Christine Tréguier  • 3 juillet 2008 abonné·es

Après la charte « Confiance Internet », le gouvernement poursuit sa mise en coupe réglée du réseau avec le fameux projet de loi « Internet & Création », le Plic, taillé sur mesure par et pour l’industrie des contenus, au détriment des fournisseurs et des internautes. Pourquoi tant de sollicitude pour un segment de marché bien inférieur à celui de l’économie numérique, qu’il pénalise ? Par principe, répond Nicolas Sarkozy : « C’est la France qui a inventé le copyright, et si nous continuons dans le système Internet tel qu’il fonctionne aujourd’hui, un jour ou l’autre, il n’y aura plus de création. » Principe repris par la docile Albanel, qui répète après lui : « situation d’urgence […] économie et création menacées […] proportions dramatiques […] pillage des œuvres […]. »
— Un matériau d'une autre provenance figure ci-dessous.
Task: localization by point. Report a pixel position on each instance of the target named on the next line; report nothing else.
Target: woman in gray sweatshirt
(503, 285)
Partant de là, tous les coups sont permis pour obliger les internautes à consommer légal : filtrage, riposte graduée, sanctions pénales. Sauf que certains coups ne sont pas légaux, et le Conseil d’État a donné quelques directives, plus ou moins suivies : une riposte réellement graduée, un vrai recours judiciaire en cas de litige, des transactions négociables au lieu de la suspension sèche, et l’interdiction pour la nouvelle autorité Hadopi d’ordonner le filtrage. La ministre a choisi de ne pas publier cet avis, préférant le dire favorable, et une réécriture minimale du texte a été faite avant présentation au Conseil des ministres.

La ministre et ses rapporteurs ne font pas plus cas des objections, pourtant argumentées, qui s’élèvent chaque jour. Certains parlementaires PS parlent d’ « illusion répressive » . Pour l’UFC, cette loi est « un monstre juridique, inacceptable pour les 15 millions de foyers connectés au haut débit ». L’Association des services Internet communautaires (Asic) dénonce une sanction (la suspension d’accès) qui aboutit à « interdire toute utilisation d’un vecteur de communication et d’expression devenu indispensable […]. » Le Groupement des éditeurs de services en ligne (Geste) « s’interroge sur l’absence totale de mesures en faveur de la diffusion des œuvres ».
À ce sujet, si on en croit la ministre, les consommateurs seraient « gagnants ». En effet, les producteurs et leurs diffuseurs en ligne seraient autorisés à attendre un an pour supprimer les dispositifs antipiratages (qui empêchent de télécharger mais aussi de lire les morceaux en ligne et les CD) et développer vraiment les plateformes de téléchargement légal sans verrous. Voilà un compromis tout à fait équitable… pour les pauvres auteurs et les ogres de l’industrie culturelle.